LII: This poem is written using alternating rhyme. The rhyme of the poem is abab / cdcd / efef. The poem is written using three stanzas of four lines each (quatrain).

WSC: This poem contains the abcbdd rhyme scheme. The poem is written using five stanzas, each containing six lines (sexain). 


LII: The poem follows no meter. Some lines contain thirteen syllables; others contain nine.

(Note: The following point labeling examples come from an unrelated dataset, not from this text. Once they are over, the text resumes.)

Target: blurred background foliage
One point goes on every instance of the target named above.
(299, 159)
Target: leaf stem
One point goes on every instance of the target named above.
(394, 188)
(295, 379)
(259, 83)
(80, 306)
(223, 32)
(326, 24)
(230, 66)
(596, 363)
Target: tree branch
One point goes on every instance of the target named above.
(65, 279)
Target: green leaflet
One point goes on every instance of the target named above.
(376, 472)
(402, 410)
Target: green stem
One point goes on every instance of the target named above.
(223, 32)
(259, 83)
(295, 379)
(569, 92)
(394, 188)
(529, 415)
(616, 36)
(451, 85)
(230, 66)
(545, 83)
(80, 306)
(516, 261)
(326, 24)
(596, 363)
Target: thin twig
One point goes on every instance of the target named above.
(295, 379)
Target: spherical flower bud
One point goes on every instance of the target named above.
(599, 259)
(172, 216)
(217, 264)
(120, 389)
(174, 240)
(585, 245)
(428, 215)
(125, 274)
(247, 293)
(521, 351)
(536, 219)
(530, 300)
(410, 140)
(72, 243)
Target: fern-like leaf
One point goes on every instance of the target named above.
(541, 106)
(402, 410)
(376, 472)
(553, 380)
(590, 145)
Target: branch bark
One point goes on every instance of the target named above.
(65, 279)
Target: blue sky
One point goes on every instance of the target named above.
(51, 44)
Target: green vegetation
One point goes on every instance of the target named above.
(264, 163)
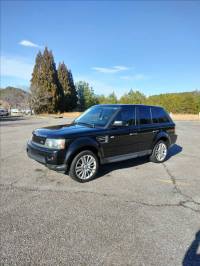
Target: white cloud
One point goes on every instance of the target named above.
(114, 69)
(135, 77)
(29, 44)
(17, 67)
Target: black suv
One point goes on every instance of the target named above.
(104, 134)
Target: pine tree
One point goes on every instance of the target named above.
(66, 83)
(73, 92)
(49, 81)
(64, 87)
(86, 95)
(44, 84)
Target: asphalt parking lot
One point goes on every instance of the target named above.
(134, 213)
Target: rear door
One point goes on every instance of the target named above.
(146, 130)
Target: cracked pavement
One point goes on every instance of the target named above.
(134, 213)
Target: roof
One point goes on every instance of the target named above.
(121, 105)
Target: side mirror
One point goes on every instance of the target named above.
(118, 123)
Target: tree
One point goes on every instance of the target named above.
(68, 99)
(73, 92)
(133, 97)
(44, 83)
(86, 96)
(112, 98)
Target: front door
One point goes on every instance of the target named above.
(122, 139)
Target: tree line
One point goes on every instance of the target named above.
(53, 90)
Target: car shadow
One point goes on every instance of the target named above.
(11, 118)
(174, 150)
(105, 169)
(192, 258)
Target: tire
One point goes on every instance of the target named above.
(159, 153)
(84, 166)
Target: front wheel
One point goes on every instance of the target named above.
(159, 153)
(84, 166)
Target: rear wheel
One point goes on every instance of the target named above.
(159, 153)
(84, 166)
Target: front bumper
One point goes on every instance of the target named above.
(53, 159)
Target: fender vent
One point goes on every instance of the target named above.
(102, 139)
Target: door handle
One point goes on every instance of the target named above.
(133, 134)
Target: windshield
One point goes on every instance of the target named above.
(97, 116)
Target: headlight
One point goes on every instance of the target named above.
(55, 143)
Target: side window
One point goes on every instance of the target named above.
(143, 115)
(159, 115)
(127, 115)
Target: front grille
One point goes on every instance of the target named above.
(38, 139)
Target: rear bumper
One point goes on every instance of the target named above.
(53, 159)
(173, 139)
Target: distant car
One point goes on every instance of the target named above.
(15, 111)
(4, 112)
(104, 134)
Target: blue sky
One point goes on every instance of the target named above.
(152, 46)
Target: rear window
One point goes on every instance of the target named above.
(127, 115)
(143, 115)
(159, 115)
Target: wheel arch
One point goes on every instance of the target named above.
(81, 145)
(162, 136)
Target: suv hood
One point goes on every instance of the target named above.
(65, 131)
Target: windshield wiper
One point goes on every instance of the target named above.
(85, 124)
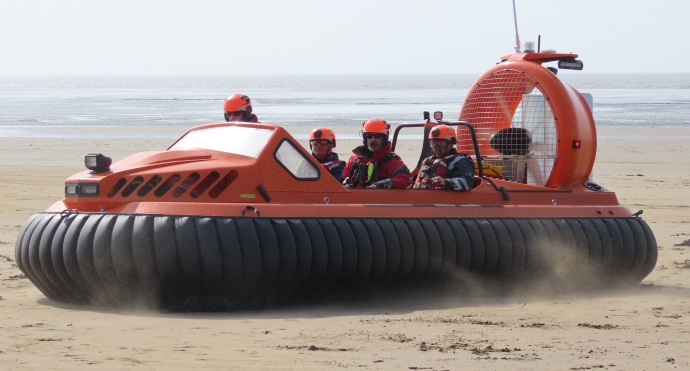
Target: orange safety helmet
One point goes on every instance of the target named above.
(376, 126)
(443, 132)
(238, 103)
(323, 134)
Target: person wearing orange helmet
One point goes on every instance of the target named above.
(321, 143)
(446, 168)
(238, 107)
(373, 165)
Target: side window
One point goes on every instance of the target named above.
(294, 162)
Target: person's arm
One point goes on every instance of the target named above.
(347, 169)
(337, 171)
(399, 173)
(459, 175)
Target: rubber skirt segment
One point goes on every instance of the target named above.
(177, 261)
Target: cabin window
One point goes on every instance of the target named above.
(295, 162)
(239, 140)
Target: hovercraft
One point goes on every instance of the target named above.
(237, 215)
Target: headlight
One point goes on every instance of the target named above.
(82, 189)
(97, 163)
(71, 189)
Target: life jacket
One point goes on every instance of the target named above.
(432, 167)
(363, 174)
(330, 165)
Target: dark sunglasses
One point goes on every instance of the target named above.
(377, 136)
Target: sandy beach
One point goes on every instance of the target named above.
(641, 328)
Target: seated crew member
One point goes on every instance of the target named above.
(238, 108)
(321, 143)
(446, 168)
(373, 165)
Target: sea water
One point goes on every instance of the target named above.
(29, 104)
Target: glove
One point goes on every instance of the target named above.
(386, 183)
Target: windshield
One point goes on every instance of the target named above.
(232, 139)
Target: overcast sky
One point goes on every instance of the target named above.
(124, 37)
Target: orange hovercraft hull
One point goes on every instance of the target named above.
(237, 215)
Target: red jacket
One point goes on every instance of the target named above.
(386, 165)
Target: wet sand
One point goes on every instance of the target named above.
(640, 328)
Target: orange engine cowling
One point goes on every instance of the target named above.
(539, 129)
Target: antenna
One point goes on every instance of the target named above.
(517, 36)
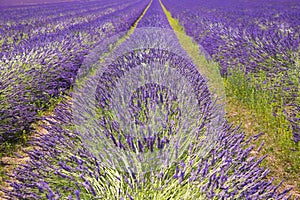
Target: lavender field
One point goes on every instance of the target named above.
(149, 99)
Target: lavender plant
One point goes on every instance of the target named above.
(43, 66)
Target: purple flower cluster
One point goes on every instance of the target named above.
(155, 17)
(62, 167)
(257, 37)
(41, 53)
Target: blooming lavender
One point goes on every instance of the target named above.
(261, 39)
(141, 123)
(41, 65)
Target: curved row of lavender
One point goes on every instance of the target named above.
(258, 37)
(60, 166)
(42, 50)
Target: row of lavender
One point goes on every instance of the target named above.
(260, 38)
(40, 56)
(62, 167)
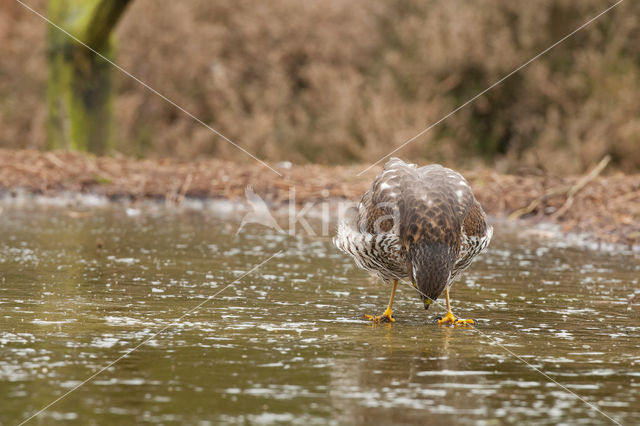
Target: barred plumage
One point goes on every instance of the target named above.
(423, 224)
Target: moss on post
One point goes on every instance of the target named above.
(80, 87)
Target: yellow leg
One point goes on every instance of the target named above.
(449, 318)
(387, 315)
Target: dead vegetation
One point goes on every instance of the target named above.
(345, 81)
(608, 207)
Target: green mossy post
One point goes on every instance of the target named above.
(80, 87)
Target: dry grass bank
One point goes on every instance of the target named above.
(608, 208)
(342, 81)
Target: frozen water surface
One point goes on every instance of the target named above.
(285, 343)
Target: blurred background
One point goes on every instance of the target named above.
(344, 81)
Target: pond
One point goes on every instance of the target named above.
(557, 336)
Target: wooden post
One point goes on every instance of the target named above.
(80, 87)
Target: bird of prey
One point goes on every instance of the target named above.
(420, 223)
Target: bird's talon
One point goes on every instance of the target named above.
(450, 319)
(378, 319)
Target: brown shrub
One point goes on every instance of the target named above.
(343, 81)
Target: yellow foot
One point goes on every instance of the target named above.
(387, 316)
(456, 322)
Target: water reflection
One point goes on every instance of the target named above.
(285, 344)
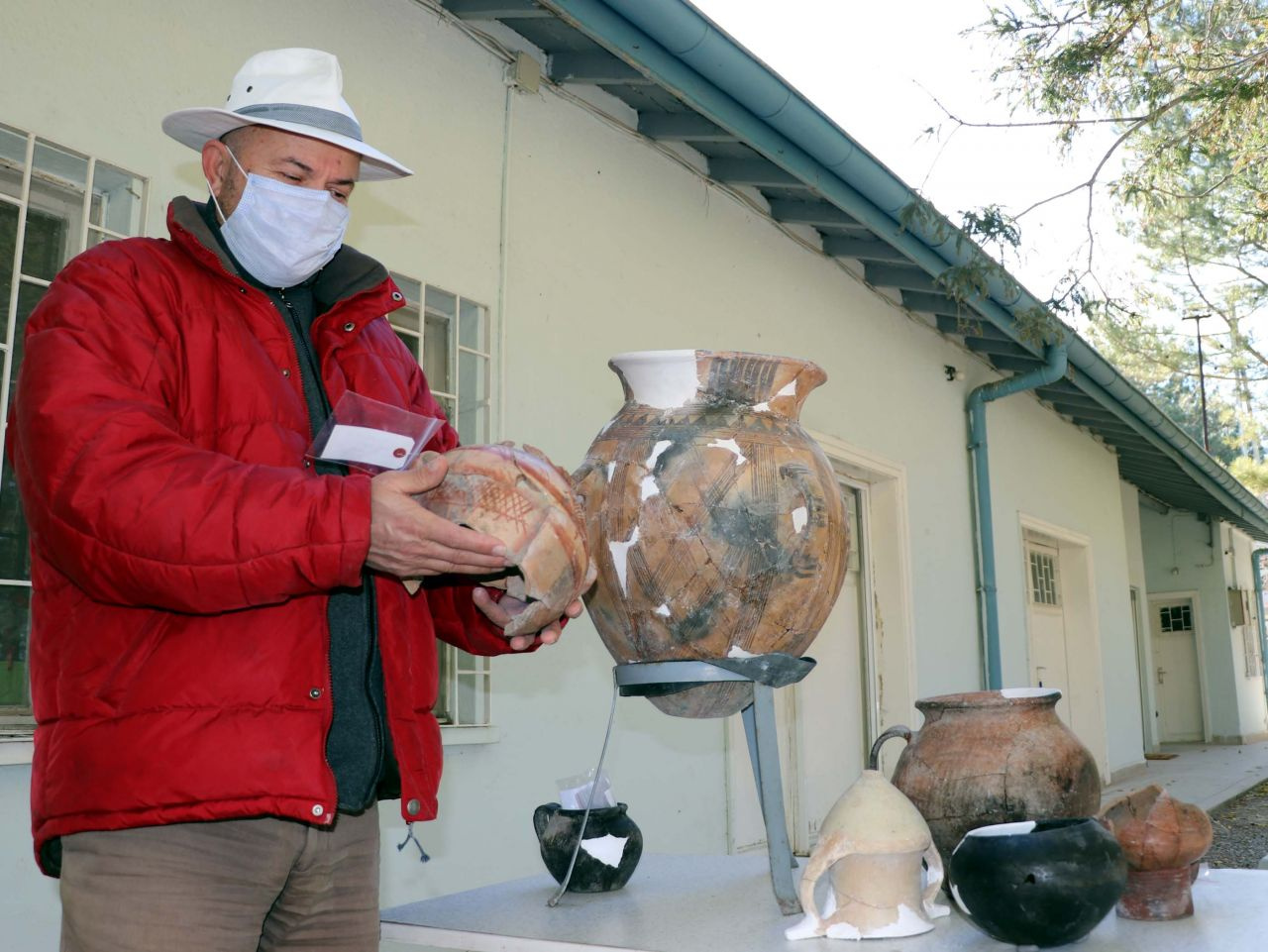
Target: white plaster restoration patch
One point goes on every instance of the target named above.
(606, 849)
(729, 445)
(1028, 691)
(660, 377)
(799, 517)
(620, 557)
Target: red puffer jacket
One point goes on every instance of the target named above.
(182, 549)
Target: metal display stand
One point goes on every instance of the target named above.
(766, 672)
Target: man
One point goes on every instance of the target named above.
(227, 672)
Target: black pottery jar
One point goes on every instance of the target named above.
(610, 848)
(1037, 883)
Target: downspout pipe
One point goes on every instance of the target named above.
(1259, 613)
(1055, 357)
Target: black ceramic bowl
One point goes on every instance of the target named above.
(1038, 883)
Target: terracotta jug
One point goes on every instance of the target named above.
(874, 842)
(715, 521)
(1163, 838)
(992, 757)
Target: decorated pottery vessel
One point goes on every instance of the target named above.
(875, 843)
(520, 497)
(991, 757)
(1162, 838)
(715, 521)
(1038, 883)
(610, 848)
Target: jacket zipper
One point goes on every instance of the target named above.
(309, 380)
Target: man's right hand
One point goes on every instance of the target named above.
(408, 542)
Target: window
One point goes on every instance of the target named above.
(1176, 617)
(451, 338)
(53, 204)
(1044, 588)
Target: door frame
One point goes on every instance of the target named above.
(1081, 615)
(1199, 647)
(888, 577)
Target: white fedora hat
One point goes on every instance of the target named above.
(295, 90)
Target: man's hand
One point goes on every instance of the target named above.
(408, 542)
(501, 612)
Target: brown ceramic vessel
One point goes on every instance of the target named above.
(1162, 838)
(992, 757)
(519, 495)
(715, 521)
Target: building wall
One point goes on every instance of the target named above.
(1248, 666)
(1185, 554)
(586, 243)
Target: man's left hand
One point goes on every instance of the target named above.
(501, 612)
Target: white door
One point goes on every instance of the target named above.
(1177, 683)
(1046, 622)
(823, 721)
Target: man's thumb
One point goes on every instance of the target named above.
(426, 473)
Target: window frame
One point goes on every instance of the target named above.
(461, 675)
(41, 190)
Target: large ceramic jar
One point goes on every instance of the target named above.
(715, 521)
(991, 757)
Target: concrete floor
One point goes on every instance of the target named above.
(1206, 775)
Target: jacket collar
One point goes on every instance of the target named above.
(348, 274)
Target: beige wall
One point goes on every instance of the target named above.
(610, 246)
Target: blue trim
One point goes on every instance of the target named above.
(988, 602)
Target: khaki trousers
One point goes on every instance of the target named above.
(226, 887)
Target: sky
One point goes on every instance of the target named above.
(880, 68)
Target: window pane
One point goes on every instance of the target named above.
(14, 542)
(63, 168)
(472, 326)
(470, 699)
(13, 159)
(14, 634)
(116, 199)
(8, 243)
(45, 249)
(436, 366)
(472, 381)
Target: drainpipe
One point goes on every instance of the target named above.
(1259, 613)
(1051, 370)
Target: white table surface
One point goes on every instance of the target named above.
(705, 902)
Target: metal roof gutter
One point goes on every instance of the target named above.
(674, 44)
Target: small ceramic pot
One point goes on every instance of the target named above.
(610, 848)
(1163, 839)
(1037, 883)
(991, 757)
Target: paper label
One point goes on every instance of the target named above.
(365, 444)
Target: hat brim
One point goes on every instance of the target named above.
(197, 127)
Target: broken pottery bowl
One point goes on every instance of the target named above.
(1037, 883)
(520, 497)
(610, 847)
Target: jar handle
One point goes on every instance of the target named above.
(897, 730)
(828, 851)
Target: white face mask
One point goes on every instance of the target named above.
(283, 234)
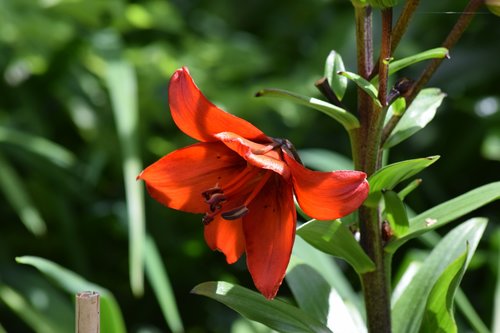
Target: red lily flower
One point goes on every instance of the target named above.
(244, 182)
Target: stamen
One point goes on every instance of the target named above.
(235, 213)
(210, 192)
(207, 218)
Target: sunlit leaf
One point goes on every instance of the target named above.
(395, 213)
(348, 120)
(409, 308)
(391, 175)
(364, 84)
(333, 65)
(276, 314)
(157, 276)
(447, 212)
(111, 316)
(421, 111)
(438, 315)
(324, 160)
(319, 299)
(334, 238)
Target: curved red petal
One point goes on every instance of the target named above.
(327, 195)
(196, 116)
(259, 155)
(227, 237)
(269, 229)
(178, 179)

WSC: This poem's meter is iambic (meaning its iambic foot is unstressed / stressed). Some lines contain four metrical feet (tetrameter); other lines contain three feet (trimeter). Therefore, although loosely followed, the poem contains both iambic tetrameter and iambic trimeter.

Poetic Devices

LII: Alliteration and assonance appear in the poem. Alliteration is the repetition of a consonant sound; assonance is the repetition of a vowel sound. Alliteration is found in line three where the "h" sound repeats in "have," "hive," and "honey." Assonance is found in line nine where the "i" sound repeats in "I," "will," and "arise."

WSC: This poem uses alliteration as well. Alliteration is found in line three where the "t" sound is repeated in "October," "twilight," and "water." It also contains a homograph (word with multiple meaning). The poem uses the word "still" in multiple ways.


LII: This poems illustrates the healing power of nature, the importance of imagination (promise of more), and remembrance of better times.

WSC: This poem illustrates the power of nature and imagination. Here though, the speaker wishes to be like nature (wild, unbridled, and free).